Une question se pose pourtant: cette précision de la forme n’est-elle pas un obstacle à l’expression adéquate du sentiment ? Le sentiment ne s’évapore-t-il pas quand on l’enferme dans ces urnes si artistement ciselées ? Si les âmes pouvaient communiquer ensemble et se fondre l’une dans l’autre, ce serait là la vraie poésie. Mais l’opacité des corps, l’abîme infranchissable qui sépare les âmes, nous forcent à recourir aux signes verbaux, aux rythmes et aux vers.
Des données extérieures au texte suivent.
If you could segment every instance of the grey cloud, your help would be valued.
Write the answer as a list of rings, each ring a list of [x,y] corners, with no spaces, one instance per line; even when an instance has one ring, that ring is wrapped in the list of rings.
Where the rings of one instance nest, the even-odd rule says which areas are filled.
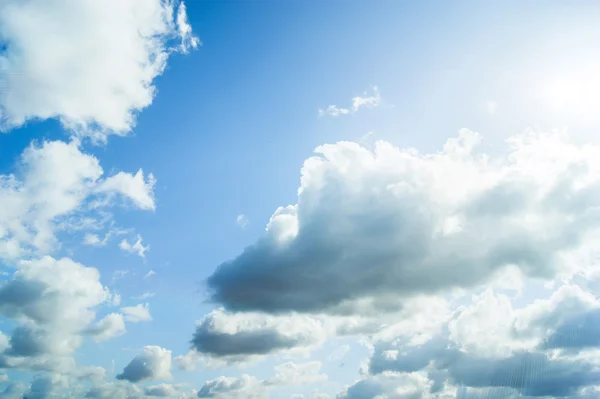
[[[242,358],[308,347],[324,338],[322,323],[311,317],[215,310],[198,323],[191,344],[210,356]]]
[[[171,378],[171,351],[159,346],[145,346],[129,362],[123,372],[117,375],[119,380],[138,382],[151,379]]]
[[[566,320],[543,342],[541,348],[579,351],[599,346],[600,309],[593,309]]]
[[[552,277],[558,255],[600,218],[597,190],[561,176],[597,185],[595,166],[571,165],[593,165],[600,149],[528,133],[492,161],[473,152],[478,142],[462,131],[436,154],[384,142],[374,152],[319,147],[302,169],[297,205],[279,208],[263,237],[208,278],[212,300],[235,311],[335,313],[365,297],[471,287],[507,265]]]

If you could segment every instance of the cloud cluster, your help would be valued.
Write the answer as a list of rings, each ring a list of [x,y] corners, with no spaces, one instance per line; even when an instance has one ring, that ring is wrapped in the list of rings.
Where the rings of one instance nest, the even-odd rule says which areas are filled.
[[[550,279],[598,238],[600,148],[526,132],[478,154],[462,130],[438,153],[340,142],[308,159],[295,205],[209,277],[235,311],[339,312],[365,298],[489,282],[507,268]],[[572,259],[572,258],[571,258]],[[385,310],[385,307],[382,307]]]
[[[266,380],[243,374],[240,378],[219,377],[206,381],[198,390],[200,398],[268,398],[275,387],[307,386],[327,380],[319,374],[321,363],[317,361],[296,364],[288,362],[275,367],[275,375]]]
[[[436,395],[453,386],[463,387],[465,398],[500,391],[506,397],[583,397],[600,381],[600,364],[593,351],[582,351],[597,350],[600,341],[597,327],[581,321],[593,320],[599,306],[573,285],[518,309],[488,290],[456,311],[446,333],[420,345],[402,339],[375,345],[371,376],[354,387],[417,373],[429,384],[423,392]]]
[[[199,45],[174,0],[7,0],[0,37],[0,128],[57,118],[100,141],[127,134],[169,56]]]
[[[140,170],[103,178],[98,159],[82,152],[77,141],[46,141],[31,145],[21,155],[17,173],[0,175],[0,258],[17,259],[48,254],[57,232],[100,228],[101,213],[111,198],[126,198],[141,209],[154,207],[154,178]],[[140,184],[141,182],[145,182]]]

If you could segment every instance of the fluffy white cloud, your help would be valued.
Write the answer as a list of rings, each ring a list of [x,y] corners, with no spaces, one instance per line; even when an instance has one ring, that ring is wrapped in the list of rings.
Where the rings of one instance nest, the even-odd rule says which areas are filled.
[[[152,173],[144,177],[140,169],[135,175],[119,172],[104,180],[98,186],[98,192],[119,193],[140,209],[154,210],[154,185],[156,179]],[[139,238],[139,237],[138,237]]]
[[[94,337],[96,341],[105,341],[107,339],[123,335],[127,332],[123,315],[119,313],[111,313],[106,315],[102,320],[98,321],[87,331]]]
[[[462,130],[438,153],[378,142],[319,147],[296,205],[208,279],[231,310],[339,312],[364,298],[402,301],[489,282],[569,275],[594,250],[600,147],[526,132],[498,156]],[[577,255],[579,254],[579,255]],[[582,258],[581,256],[577,259]]]
[[[99,212],[111,205],[107,196],[130,196],[124,186],[103,186],[107,180],[100,163],[77,141],[31,145],[17,166],[18,175],[0,175],[1,258],[48,254],[57,244],[57,232],[101,227]],[[153,198],[151,191],[147,195]]]
[[[168,378],[171,378],[171,351],[159,346],[145,346],[117,375],[117,379],[131,382]]]
[[[309,348],[325,337],[325,326],[312,317],[229,313],[217,309],[198,322],[191,343],[192,349],[199,353],[235,361]]]
[[[110,297],[99,279],[96,269],[68,258],[21,261],[12,278],[0,283],[0,314],[19,323],[0,362],[6,367],[71,369],[68,356],[81,345],[94,308]],[[100,325],[95,327],[102,334]]]
[[[177,5],[172,0],[107,0],[101,7],[93,0],[3,1],[0,127],[58,118],[96,140],[127,134],[136,113],[152,103],[153,81],[168,57],[199,44],[185,5]]]
[[[350,108],[342,108],[337,105],[329,105],[325,109],[319,109],[319,115],[329,115],[333,117],[349,115],[358,112],[361,108],[375,108],[381,104],[381,94],[377,86],[372,87],[372,94],[365,92],[362,96],[352,98],[352,106]]]
[[[250,223],[250,221],[248,220],[248,218],[246,217],[246,215],[238,215],[237,218],[235,219],[235,222],[242,229],[246,228],[248,226],[248,223]]]
[[[139,323],[140,321],[151,321],[150,305],[141,303],[136,306],[124,306],[121,312],[125,315],[125,320],[131,323]]]

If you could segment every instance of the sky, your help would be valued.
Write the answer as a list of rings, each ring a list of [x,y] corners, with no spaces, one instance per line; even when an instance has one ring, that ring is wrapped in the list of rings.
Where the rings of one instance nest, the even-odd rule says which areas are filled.
[[[0,0],[0,397],[598,397],[599,19]]]

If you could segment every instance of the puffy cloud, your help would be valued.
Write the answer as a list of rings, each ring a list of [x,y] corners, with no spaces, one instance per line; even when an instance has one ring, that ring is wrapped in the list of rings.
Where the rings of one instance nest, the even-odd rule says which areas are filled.
[[[125,320],[131,323],[139,323],[140,321],[151,321],[152,316],[150,315],[150,305],[141,303],[136,306],[125,306],[121,308],[123,314],[125,314]]]
[[[29,391],[23,396],[27,399],[46,399],[57,397],[60,391],[68,387],[66,377],[53,374],[36,377],[29,387]]]
[[[94,308],[109,298],[98,271],[68,258],[21,261],[10,280],[0,283],[0,314],[16,320],[3,344],[4,367],[71,370],[81,333],[94,320]],[[98,334],[100,326],[95,326]],[[94,328],[92,328],[94,330]],[[114,330],[111,331],[114,333]]]
[[[386,373],[362,379],[338,394],[338,399],[425,399],[431,381],[418,373]]]
[[[369,95],[365,92],[362,96],[352,98],[352,106],[350,108],[342,108],[337,105],[329,105],[325,109],[319,109],[319,116],[329,115],[333,117],[349,115],[360,111],[361,108],[375,108],[381,104],[381,94],[377,86],[372,87],[373,94]]]
[[[170,54],[198,46],[176,1],[7,0],[0,5],[0,127],[57,118],[95,140],[127,134]],[[110,26],[110,29],[106,29]],[[180,40],[180,44],[173,43]]]
[[[144,389],[144,393],[148,396],[175,396],[179,393],[177,386],[172,384],[150,385]]]
[[[96,385],[86,392],[85,397],[90,399],[142,399],[143,392],[134,384],[117,381]]]
[[[240,378],[219,377],[206,381],[198,391],[199,398],[217,399],[259,399],[267,398],[267,391],[261,380],[244,374]]]
[[[298,203],[209,277],[231,310],[336,312],[467,288],[510,267],[568,275],[598,238],[600,147],[526,132],[503,155],[462,130],[438,153],[340,142],[305,161]],[[591,240],[591,241],[590,241]]]
[[[156,179],[152,173],[144,177],[141,169],[135,175],[119,172],[104,180],[98,186],[98,192],[120,193],[129,198],[131,202],[140,209],[154,210],[154,186]],[[138,239],[140,237],[138,236]]]
[[[326,336],[322,322],[300,315],[270,316],[217,309],[196,326],[192,348],[214,357],[242,359],[281,350],[307,348]]]
[[[171,351],[159,346],[145,346],[117,375],[117,379],[131,382],[168,378],[171,378]]]
[[[591,326],[599,305],[594,295],[573,285],[518,309],[487,290],[457,309],[445,333],[423,344],[402,338],[376,344],[369,371],[424,372],[432,392],[448,383],[474,388],[475,396],[470,389],[468,396],[459,395],[465,398],[491,391],[507,397],[580,397],[598,384],[600,368],[593,356],[570,354],[597,349],[597,327]]]
[[[107,197],[129,195],[123,187],[103,186],[107,180],[100,163],[83,153],[77,141],[31,145],[17,170],[18,175],[0,175],[0,257],[5,259],[32,251],[48,254],[56,246],[57,231],[101,227],[99,212],[111,205]],[[148,198],[153,198],[151,192]]]
[[[125,329],[123,315],[111,313],[90,327],[87,332],[92,335],[96,341],[105,341],[123,335],[127,330]]]

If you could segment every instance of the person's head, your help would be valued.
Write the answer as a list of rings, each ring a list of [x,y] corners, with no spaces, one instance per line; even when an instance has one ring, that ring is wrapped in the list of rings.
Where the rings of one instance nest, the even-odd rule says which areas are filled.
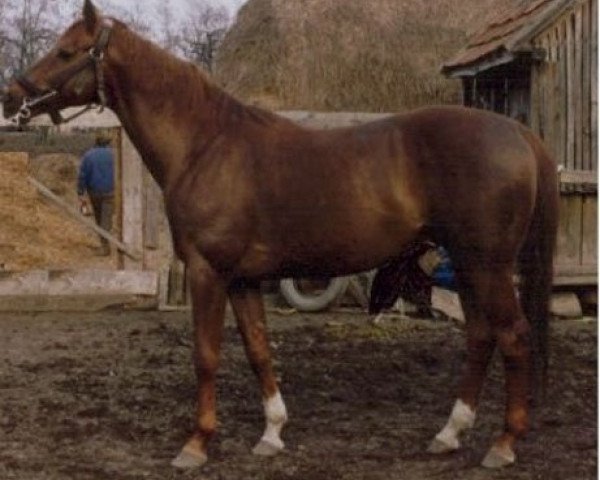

Le poète lutte en vain pour exprimer complètement ce qu’il sent en lui-même.


Hélas ! à mes pensers le signe se dérobe.
Mon âme a plus d’élan que mon cri n’a d’essor.
Je sens que je suis riche, et ma sordide robe
          Cache aux yeux son trésor.


C’est la pensée qui termine le premier recueil, c’est aussi celle qui l’ouvre et lui sert de préface.


Quand je vous livre mon poème,
Mon cœur ne le reconnaît plus.
Le meilleur demeure en moi-même.
Mes vrais vers ne seront pas lus.


L’expression est donc un obstacle à la pureté du sentiment. Sa réceptivité, comme nous pourrions le dire en termes philosophiques, limite l’idée et par suite la fait déchoir. L’idée poétique, comme l’Idée divine, déchoit en se réalisant. La question que je posais tout à l’heure subsiste donc. Plus l’expression sera précise, plus le sentiment sera limité.